NEPA's Uncertainty Principle in the Federal Legal Scheme Controlling Air Pollution From Motor Vehicles
The need to protect the public from the serious adverse health effects of motor vehicle emissions has been recognized as an important public health goal since the 1960s. Evidence of adverse health effects associated with vehicle emissions of carbon monoxide (CO), benzene, ozone, and lead was the primary driving force behind the enactment of the Air Quality Act of 1967, which set in motion the federal regulation of tailpipe emissions from motor vehicles. The environmental impacts of highways were also cited as a major factor behind the enactment in 1969 of the National Environmental Policy Act (NEPA).

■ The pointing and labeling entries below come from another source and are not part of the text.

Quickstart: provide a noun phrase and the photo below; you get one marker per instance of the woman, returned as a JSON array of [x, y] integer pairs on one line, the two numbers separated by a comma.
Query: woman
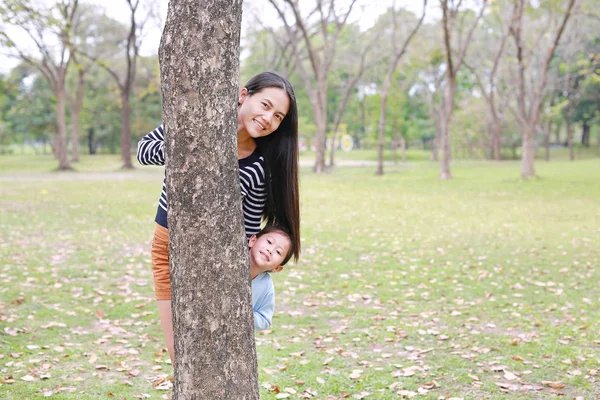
[[267, 128]]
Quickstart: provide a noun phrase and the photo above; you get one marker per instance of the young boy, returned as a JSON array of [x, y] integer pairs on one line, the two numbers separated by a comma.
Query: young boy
[[270, 250]]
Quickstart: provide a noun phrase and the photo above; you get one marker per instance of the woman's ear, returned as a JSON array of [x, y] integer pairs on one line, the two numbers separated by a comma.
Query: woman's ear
[[251, 241], [243, 96], [278, 268]]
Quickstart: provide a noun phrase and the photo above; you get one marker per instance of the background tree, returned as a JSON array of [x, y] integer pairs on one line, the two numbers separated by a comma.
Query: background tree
[[44, 26], [530, 96], [320, 52], [452, 22], [395, 55], [215, 357]]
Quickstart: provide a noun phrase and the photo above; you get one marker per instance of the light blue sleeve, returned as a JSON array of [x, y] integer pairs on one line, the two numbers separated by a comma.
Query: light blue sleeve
[[264, 308]]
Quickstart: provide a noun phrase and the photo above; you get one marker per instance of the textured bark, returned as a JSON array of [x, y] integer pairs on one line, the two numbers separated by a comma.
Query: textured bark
[[569, 123], [453, 64], [320, 59], [585, 134], [215, 355], [61, 142], [75, 105], [529, 112], [397, 54], [126, 129]]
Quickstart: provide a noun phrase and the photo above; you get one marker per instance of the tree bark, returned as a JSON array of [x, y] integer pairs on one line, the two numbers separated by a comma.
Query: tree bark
[[496, 141], [91, 141], [569, 123], [61, 142], [215, 355], [126, 131], [547, 139], [527, 156], [403, 148], [585, 134], [529, 114], [75, 106]]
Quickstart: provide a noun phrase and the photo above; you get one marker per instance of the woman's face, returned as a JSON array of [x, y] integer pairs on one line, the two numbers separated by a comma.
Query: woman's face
[[261, 113]]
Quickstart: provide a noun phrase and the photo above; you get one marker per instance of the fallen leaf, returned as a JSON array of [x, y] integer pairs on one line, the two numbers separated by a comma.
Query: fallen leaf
[[553, 384]]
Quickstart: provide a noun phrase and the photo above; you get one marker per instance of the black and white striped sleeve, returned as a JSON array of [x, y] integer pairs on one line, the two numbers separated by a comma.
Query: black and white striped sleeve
[[252, 183], [151, 149]]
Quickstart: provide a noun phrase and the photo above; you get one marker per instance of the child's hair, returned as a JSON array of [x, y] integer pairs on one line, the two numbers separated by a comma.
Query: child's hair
[[282, 230], [280, 150]]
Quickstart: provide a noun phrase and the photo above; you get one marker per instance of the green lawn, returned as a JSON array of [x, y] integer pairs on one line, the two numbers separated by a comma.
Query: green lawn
[[483, 287]]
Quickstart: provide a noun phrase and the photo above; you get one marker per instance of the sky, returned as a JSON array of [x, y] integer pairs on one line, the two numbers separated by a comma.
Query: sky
[[365, 12]]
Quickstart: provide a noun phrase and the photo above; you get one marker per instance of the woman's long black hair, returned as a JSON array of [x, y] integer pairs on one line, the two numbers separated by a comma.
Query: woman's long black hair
[[280, 151]]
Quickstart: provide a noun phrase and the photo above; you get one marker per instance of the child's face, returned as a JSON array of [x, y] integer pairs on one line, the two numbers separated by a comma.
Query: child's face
[[268, 251]]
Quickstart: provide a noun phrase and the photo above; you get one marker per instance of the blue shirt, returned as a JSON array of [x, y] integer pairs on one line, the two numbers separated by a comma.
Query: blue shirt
[[263, 301]]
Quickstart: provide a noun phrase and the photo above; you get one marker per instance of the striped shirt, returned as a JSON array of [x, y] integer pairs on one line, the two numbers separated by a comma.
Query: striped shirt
[[151, 151]]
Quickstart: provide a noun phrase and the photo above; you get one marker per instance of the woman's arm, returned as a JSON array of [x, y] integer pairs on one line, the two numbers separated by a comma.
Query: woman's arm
[[263, 313], [151, 149]]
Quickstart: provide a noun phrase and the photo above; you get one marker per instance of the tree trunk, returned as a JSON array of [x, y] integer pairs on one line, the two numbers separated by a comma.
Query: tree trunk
[[585, 134], [61, 140], [332, 150], [569, 133], [446, 114], [381, 128], [547, 139], [91, 141], [76, 104], [496, 142], [215, 355], [528, 151], [320, 112], [403, 149], [75, 136], [435, 143], [126, 131]]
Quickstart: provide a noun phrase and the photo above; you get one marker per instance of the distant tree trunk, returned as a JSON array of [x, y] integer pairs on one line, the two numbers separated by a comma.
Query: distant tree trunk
[[547, 139], [397, 55], [381, 130], [126, 131], [569, 132], [527, 150], [496, 143], [585, 134], [403, 148], [91, 141], [453, 64], [435, 143], [61, 142], [76, 104], [395, 151], [449, 93], [529, 113], [215, 355]]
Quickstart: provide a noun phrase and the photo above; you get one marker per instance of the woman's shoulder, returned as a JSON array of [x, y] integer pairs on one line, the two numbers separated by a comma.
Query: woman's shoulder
[[255, 163]]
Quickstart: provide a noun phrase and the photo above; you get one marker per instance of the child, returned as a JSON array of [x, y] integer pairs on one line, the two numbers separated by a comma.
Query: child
[[270, 250]]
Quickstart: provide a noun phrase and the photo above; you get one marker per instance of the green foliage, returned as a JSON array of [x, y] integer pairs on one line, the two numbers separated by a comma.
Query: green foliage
[[404, 281]]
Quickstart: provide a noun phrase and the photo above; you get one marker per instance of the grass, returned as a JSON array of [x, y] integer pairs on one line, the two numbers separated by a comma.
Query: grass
[[483, 287]]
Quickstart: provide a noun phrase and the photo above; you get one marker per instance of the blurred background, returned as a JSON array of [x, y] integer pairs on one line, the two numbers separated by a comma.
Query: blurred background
[[375, 80]]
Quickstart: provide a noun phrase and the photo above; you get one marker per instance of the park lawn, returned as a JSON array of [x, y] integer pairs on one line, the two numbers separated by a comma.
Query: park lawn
[[483, 287]]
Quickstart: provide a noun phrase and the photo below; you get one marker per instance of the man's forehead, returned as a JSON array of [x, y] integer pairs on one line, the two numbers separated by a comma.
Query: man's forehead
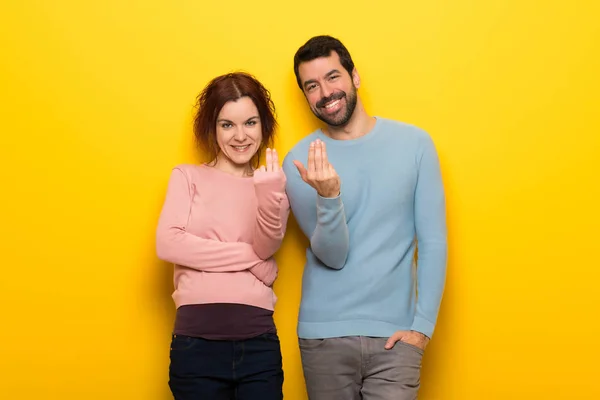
[[320, 66]]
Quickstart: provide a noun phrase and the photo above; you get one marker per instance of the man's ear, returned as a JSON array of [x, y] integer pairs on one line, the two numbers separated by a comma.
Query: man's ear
[[355, 78]]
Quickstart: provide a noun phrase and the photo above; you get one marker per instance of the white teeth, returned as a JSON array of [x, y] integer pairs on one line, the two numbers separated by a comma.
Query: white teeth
[[241, 148], [331, 105]]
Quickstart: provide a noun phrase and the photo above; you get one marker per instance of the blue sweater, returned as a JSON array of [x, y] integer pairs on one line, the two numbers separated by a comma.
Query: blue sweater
[[360, 277]]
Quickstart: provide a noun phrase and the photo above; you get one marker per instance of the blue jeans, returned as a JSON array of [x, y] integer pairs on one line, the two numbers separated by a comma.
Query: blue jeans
[[226, 370]]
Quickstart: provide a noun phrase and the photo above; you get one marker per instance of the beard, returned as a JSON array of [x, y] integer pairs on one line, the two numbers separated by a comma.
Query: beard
[[343, 115]]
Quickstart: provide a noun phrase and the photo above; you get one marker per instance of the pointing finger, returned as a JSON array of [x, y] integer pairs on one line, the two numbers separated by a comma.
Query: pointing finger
[[301, 170], [269, 161], [311, 158], [319, 159], [325, 159], [275, 161]]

The growing pall of pollution that shrouded most large U.S. cities contributed to the groundswell for action that lead President Richard M. Nixon to call for enactment of what became the Clean Air Act (CAA) of 1970, and the leadership of the U.S. Senate Air Pollution subcommittee to add air pollutant control provisions to the 1970 Amendments to the Federal-Aid Highway Act (Highway Act). Together, these three statutes provide the framework for all federal efforts, and most state programs, to protect the public from the health effects of vehicle emissions.
Despite the enactment after NEPA of broad, regulatory statutes aimed at controlling emissions from motor vehicles and mitigating the adverse environmental effects of highways, NEPAcontinues to play an important role in decisions affecting the assessment and mitigation of impacts attributable to air pollution from vehicles and highways. One of NEPA's most important contributions may be the rule that requires agencies to fill major data gaps by obtaining new information needed to provide meaningful consideration of the comparative impacts of alternatives.